When I'm editing a poem at this stage in its journey to something (hopefully) memorable, I lean on the forms poets discovered over the centuries as they walked into their own snowy fields.
Any form is in a wrestling match with two elements in the poem. The snowy field and the tracks we make on the snowy field.
Some poems require more snow to be left untouched. Others long for fence posts and a sense of containment. We often need containment; the snowy field is one field within a vast universe of snow.
The vastness is not inert because it is endless. Anything that is endless is outside of a mortal realm. For us to grapple with infinity (death), we erect our corrals and our stables and our farmyards. In these confined spaces, we build something we can call home.
Using a strict form, one that has rules, (like a sonnet for instance), forces us to pay attention to the fences. If there are any rules in poetry, they are surely about writing memorably. Centuries of effort and craft have refined forms compatible with embedding poetry in the human heart.
Rhyme, rhythm and metre, stanza length, line breaks, among many more, are the poetic memorability codes poets learn to use.
Form and self-healing
In the depths of sadness and despair, I would walk out into those snowy fields regularly. Making tracks helped me to confirm I was still here, and to show, if only to myself at first, I was still interested in purpose and meaning.
There was a certain therapeutic value to this work, based simply on letting out whatever was there inside.
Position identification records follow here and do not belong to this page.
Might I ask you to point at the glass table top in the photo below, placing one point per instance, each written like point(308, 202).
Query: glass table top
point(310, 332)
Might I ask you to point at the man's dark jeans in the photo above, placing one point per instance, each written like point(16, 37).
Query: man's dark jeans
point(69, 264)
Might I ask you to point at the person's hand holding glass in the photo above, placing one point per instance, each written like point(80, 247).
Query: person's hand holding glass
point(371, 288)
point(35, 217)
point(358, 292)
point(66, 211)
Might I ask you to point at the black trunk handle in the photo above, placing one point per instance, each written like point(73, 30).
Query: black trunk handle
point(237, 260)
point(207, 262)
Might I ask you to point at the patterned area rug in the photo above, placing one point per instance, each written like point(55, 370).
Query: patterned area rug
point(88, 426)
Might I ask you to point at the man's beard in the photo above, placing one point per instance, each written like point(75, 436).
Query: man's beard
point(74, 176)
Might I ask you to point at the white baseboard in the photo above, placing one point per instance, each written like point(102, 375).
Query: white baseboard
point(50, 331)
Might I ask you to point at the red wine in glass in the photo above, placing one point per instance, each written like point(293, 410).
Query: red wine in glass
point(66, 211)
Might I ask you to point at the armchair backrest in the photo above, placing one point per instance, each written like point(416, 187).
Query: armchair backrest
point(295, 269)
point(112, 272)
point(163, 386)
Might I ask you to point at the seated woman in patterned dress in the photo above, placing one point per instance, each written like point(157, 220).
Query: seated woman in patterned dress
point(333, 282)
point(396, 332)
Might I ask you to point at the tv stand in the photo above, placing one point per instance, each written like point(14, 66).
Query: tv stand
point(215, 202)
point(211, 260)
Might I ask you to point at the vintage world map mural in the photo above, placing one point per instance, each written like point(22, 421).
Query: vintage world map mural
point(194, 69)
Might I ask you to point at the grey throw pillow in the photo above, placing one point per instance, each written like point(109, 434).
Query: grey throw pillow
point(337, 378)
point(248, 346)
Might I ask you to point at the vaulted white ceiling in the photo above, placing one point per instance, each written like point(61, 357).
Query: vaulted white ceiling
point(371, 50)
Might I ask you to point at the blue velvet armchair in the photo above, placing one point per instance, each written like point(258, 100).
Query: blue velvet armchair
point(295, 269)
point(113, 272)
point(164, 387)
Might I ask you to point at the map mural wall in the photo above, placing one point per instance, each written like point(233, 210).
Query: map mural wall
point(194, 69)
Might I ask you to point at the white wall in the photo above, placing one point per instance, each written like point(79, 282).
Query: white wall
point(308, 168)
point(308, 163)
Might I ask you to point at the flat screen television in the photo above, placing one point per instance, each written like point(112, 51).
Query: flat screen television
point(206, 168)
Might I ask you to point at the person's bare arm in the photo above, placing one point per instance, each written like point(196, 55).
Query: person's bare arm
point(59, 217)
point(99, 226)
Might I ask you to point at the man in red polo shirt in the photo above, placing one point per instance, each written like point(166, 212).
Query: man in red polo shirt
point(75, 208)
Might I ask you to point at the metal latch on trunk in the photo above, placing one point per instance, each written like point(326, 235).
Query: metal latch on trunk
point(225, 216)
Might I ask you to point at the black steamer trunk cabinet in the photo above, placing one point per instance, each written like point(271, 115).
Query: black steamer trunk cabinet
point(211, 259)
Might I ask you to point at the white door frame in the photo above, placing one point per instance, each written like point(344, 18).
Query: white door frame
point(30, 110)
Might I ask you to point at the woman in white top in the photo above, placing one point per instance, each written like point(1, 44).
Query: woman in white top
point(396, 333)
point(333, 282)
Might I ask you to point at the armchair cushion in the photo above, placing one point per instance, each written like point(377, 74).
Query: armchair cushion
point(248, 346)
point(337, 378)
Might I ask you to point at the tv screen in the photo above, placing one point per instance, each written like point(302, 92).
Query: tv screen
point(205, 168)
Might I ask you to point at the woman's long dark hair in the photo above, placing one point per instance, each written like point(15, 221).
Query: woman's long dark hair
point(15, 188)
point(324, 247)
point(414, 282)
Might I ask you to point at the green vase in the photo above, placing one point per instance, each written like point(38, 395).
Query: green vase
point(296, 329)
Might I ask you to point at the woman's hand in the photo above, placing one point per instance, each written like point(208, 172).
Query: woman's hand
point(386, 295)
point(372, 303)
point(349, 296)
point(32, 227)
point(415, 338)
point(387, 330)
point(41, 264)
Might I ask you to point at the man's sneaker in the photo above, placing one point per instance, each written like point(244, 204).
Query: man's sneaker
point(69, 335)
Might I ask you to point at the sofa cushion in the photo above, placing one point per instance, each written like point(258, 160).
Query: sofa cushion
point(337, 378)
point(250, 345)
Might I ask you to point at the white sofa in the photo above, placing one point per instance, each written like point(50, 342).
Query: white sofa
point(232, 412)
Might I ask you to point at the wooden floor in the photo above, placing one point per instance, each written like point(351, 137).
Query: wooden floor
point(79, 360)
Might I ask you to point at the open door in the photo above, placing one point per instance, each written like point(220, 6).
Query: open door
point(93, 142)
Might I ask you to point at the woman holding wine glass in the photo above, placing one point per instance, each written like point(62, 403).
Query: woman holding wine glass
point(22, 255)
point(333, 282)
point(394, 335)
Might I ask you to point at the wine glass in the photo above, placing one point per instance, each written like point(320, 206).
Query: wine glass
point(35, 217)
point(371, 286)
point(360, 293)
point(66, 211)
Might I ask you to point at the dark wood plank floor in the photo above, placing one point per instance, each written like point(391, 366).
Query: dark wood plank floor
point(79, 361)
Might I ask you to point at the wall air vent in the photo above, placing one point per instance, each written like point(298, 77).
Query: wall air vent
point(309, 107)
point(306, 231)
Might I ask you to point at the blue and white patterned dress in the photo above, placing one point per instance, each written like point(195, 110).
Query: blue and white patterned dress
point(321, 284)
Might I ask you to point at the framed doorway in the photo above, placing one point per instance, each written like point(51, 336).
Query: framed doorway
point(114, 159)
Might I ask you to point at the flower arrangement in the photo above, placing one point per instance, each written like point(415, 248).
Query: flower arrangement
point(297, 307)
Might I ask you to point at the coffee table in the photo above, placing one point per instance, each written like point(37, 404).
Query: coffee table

I allowed all the hurt and confusion to lead me over the snowy field.
The real value of a poetry practice to me in the heat of my despair was when I started to make sense of the tracks I'd made by using form. Form enabled me to regulate the wild, emotional energy, partially confining or containing it. Then I was no longer overwhelmed, and it was easier to make sense of where the tracks lead, and what the glade in the wood meant.
Form helped me to distance myself from the power of the emotions I was feeling. The best way I can describe this is to compare this to Chernobyl.
The reactor cores melted and, from the shattered and broken reactor house, lethal radiation pours into the air. To approach it directly is dangerous, and likely to be toxic.
I must build a shield and then a container to approach the fire's source more safely.
Certainly, if I am inviting anyone else to approach the inferno, I have a responsibility to lead them to a room with a safe observation window.
Poetry, Purpose and Meaning
Writing poetry in the midst of despair or other distressing human condition, is partly about honouring what it means to be human. Being human means being in a relationship with time.
Some philosophers (e.g. Heidigger) believe that the source of all discontent and unhappiness is the awareness of our own mortaility. As we know our time is finite, they argue, any loss of purpose or meaning has an existential quality.
Writing poetry helps to derive meaning from our suffering. This is what all artists do, and poetry is no different. By reflecting on our discontents and translating the emotional and intellectual landscapes (snowy fields) into something beautiful and memorable, is meaningful and the attempt to do is purposeful.
There are stages in most lives when the purpose and meaning of a life can be questioned. In those moments, it can be useful to turn (or return) to a writing practice and walk out into the snowy field.